Today I ventured outside The City to visit the Computer History Museum in Mountain View. Being a techie myself, I've wanted to visit for some time. It's located in an impressively large new building.
The big draw for the next year is the modern incarnation of Charles Babbage's legendary Difference Engine No. 2, built by the Science Museum of London. Nathan Myhrvold is responsible for the version on display, which is destined for his private collection. If you want to see this, time your visit for one of the live demonstrations. The machine calculates 7th order polynomials to 31 decimal places & is cranked by hand! It's massive, & there's definitely a certain romance to it as you watch columns of disks rise & fall, hear rhythmic ker-chunks, & become mesmerized by the carry-over wheels, which corkscrew up like rotating DNA molecules.

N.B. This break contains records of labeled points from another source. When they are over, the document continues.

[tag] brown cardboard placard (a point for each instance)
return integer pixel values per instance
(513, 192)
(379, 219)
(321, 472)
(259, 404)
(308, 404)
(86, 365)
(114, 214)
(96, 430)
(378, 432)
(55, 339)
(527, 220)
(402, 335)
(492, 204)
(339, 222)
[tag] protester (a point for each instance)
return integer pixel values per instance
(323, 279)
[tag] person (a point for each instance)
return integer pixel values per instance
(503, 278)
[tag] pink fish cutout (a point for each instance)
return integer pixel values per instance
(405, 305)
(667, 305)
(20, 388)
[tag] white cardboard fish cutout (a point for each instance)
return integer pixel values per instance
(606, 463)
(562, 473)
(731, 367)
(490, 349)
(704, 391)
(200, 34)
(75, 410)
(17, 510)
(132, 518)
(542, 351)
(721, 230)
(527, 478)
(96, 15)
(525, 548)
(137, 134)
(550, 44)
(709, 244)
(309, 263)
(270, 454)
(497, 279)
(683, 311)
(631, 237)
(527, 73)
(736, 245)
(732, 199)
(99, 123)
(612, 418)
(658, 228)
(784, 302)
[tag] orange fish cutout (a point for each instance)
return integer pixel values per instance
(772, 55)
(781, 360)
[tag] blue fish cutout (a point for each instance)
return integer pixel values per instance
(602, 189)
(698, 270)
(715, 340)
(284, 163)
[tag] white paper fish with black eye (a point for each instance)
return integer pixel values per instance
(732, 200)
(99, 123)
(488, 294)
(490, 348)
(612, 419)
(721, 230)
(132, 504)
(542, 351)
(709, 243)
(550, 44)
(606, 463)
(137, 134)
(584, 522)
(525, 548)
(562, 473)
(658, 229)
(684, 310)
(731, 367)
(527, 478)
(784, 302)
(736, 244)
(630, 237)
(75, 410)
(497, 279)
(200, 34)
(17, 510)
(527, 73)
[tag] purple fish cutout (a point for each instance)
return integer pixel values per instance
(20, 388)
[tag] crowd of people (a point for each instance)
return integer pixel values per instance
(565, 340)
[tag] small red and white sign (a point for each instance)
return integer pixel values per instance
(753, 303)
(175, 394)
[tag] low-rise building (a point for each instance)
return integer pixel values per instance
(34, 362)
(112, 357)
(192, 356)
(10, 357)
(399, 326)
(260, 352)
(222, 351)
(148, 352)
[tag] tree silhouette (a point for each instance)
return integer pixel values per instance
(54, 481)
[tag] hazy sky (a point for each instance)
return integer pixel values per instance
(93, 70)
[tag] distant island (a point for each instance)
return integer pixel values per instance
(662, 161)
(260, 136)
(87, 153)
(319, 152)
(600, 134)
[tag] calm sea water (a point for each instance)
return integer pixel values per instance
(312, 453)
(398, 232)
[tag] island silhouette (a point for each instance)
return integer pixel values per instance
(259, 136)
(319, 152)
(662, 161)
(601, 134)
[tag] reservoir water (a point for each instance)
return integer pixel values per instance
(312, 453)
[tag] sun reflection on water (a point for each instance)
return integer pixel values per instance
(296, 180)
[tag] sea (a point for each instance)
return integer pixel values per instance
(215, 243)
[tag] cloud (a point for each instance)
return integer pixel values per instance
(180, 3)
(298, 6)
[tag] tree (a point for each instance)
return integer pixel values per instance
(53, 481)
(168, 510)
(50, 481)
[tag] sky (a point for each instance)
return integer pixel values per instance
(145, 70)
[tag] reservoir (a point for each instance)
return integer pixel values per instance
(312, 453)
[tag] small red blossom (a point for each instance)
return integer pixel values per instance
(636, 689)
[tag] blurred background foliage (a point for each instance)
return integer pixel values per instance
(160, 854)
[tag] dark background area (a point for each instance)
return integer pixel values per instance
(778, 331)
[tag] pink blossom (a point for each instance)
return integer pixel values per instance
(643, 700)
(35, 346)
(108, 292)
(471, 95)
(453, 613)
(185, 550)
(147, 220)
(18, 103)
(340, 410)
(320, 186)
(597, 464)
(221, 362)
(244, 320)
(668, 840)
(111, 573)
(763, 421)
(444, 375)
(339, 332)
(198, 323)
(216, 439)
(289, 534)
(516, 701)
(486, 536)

I took the tour of Visible Storage, which is a large warehouse space filled with all sorts of calculating machines, from abacuses & slide-rules to Crays & microcomputers. The layout is wonderfully informal & has lots of random surprises. I saw core memory for the 1st time. There's a rack of hilariously sagging motherboards from an early Google server. A tangle of wires used to program an early IBM plugboard gives a new meaning to the phrase "spaghetti code." The whole thing tells the story of the rapid replacement of old technologies by new ones. As the tour guide said, "Electronics constantly eats its young."
It also inspired a certain amount of nostalgia in me. I saw a teletype machine, which took me back to my 1st contact with computers, back when I was about 12. Visible Storage starts with a huge shelf full of microcomputers dating back to the 70's, & I was surprised by how many of these machines I had once used. & now they are museum pieces!